Context Contract & CI Checklist (LLM Apps)

Use this to turn “retrieval + prompt” into a testable, auditable context pipeline.

1) Define the Context Contract (write it down)
- Allowed sources: list systems (published docs site, product database, ticket macros, policy PDFs). Name an owner per source.
- Forbidden sources: list internal drafts, stale wikis, personal drives, unrestricted Slack channels, etc.
- Precedence rules: what wins in conflicts (e.g., published policy > internal wiki > chat transcripts).
- Freshness rules: define “effective date” requirements and expiration behavior for policy-like content.
- Output requirements: citations must include source ID + revision/date; refusal is acceptable when context is missing.

2) Make a Context Bundle Artifact
- Store a structured bundle (JSON) per response: query, retrieval strategy, index name/version, filters, snippet IDs, snippet revisions, tool calls.
- Ensure replay: you can reconstruct the exact bundle later.

3) Build a Golden Set
- Collect real questions from tickets, sales calls, internal Slack.
- For each question, tag expected source(s) of truth and known “wrong but tempting” sources.

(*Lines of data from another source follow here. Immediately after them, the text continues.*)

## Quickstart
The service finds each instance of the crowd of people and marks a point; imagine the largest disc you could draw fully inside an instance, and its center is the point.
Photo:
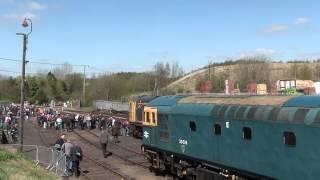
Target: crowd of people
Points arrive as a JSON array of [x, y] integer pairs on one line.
[[73, 153], [65, 122], [48, 118]]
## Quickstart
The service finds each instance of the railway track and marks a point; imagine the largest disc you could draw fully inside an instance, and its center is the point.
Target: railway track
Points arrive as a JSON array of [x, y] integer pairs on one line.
[[94, 162], [130, 156]]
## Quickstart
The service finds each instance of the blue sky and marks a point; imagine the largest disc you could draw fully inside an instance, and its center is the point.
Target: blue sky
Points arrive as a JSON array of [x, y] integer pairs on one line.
[[132, 35]]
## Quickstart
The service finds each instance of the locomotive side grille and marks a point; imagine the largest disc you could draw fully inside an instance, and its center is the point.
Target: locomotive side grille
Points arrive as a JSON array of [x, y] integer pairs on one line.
[[274, 114], [251, 113], [240, 112], [300, 115], [231, 112]]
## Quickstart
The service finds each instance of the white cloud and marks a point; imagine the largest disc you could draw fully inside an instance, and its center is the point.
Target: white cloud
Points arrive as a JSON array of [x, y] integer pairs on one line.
[[275, 28], [18, 16], [6, 1], [308, 54], [257, 53], [301, 21], [35, 6]]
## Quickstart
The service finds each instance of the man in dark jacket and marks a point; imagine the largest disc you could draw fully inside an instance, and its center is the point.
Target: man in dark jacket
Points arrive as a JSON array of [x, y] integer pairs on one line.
[[76, 156], [104, 136], [60, 142]]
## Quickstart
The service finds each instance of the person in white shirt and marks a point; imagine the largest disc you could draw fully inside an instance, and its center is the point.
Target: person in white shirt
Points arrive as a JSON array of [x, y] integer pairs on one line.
[[59, 122]]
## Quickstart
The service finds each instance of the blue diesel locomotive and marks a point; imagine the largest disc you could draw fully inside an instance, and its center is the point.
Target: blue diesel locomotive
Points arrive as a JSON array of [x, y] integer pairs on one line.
[[234, 137]]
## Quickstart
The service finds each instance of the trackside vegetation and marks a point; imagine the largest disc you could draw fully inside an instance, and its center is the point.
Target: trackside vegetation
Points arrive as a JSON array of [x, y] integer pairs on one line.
[[16, 166]]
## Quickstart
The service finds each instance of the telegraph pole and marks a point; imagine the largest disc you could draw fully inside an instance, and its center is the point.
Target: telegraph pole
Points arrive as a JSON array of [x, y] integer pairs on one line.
[[23, 73], [84, 86]]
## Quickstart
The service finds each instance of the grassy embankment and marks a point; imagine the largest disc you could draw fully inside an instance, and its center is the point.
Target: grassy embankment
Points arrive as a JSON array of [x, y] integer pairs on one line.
[[16, 166]]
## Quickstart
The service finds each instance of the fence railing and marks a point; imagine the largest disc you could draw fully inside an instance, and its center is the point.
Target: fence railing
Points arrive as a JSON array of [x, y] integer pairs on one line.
[[48, 158]]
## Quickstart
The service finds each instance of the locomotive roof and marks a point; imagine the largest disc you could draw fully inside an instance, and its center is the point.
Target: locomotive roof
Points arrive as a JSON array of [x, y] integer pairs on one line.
[[239, 100], [144, 98], [165, 101]]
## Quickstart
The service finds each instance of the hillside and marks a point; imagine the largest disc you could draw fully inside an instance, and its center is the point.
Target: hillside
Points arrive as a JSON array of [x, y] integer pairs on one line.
[[243, 73]]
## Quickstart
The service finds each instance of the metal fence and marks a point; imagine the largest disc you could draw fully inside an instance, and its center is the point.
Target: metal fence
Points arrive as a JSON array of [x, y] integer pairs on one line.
[[48, 158]]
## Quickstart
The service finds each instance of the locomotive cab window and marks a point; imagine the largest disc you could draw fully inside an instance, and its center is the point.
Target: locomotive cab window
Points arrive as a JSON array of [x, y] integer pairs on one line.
[[150, 116], [289, 139], [192, 126], [247, 133], [217, 129]]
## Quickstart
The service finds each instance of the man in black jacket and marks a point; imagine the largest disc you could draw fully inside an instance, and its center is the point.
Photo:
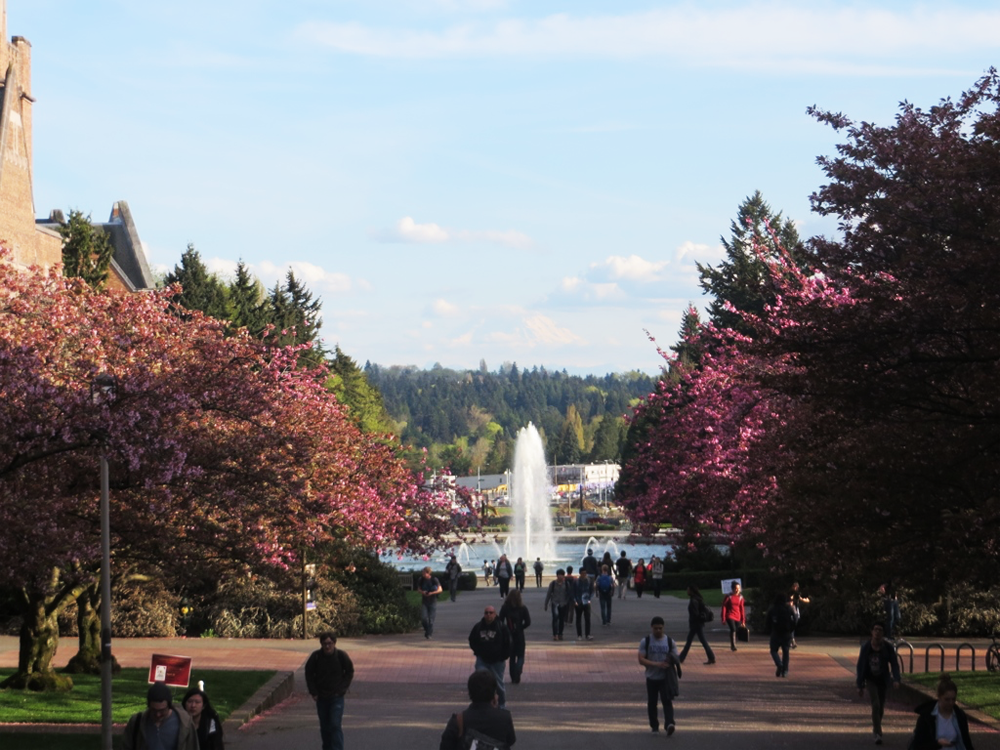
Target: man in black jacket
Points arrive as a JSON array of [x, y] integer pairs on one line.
[[481, 716], [490, 642], [329, 672], [877, 664]]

4) Add Context Assertions (before grading answers)
- Inclusion: retrieved snippets must include at least one acceptable source for the question.
- Exclusion: forbidden sources must never appear in the bundle.
- Permissions: run the same query under least-privilege user identities; verify retrieval respects ACLs.
- Conflict tests: add paired docs with contradictory statements; verify precedence rules.

5) CI Gates
- On every change to indexing, retrieval config, prompts, or tool permissions:
 - Run golden set retrieval tests.
 - Fail the build on regressions in inclusion/exclusion/permissions.
 - Store diffs of context bundles (what changed and why).

6) Operationalize Ownership
- Assign an on-call rotation for the context layer (not just the model endpoint).
- Create a “source owner” escalation path for disputes and doc conflicts.
- Add a change trigger: when a policy doc changes, it triggers re-indexing and a targeted eval run.

7) Incident Drill (monthly)
- Pick a high-stakes query (refunds, retention, entitlements).
- Require citations with revisions.
- Re-run after 24 hours; explain any bundle changes.
- Test access control with a restricted user.

If you can do replay + permissions + conflict resolution, you’re past the demo stage. If you can’t, stop tuning chunk sizes and start enforcing the contract.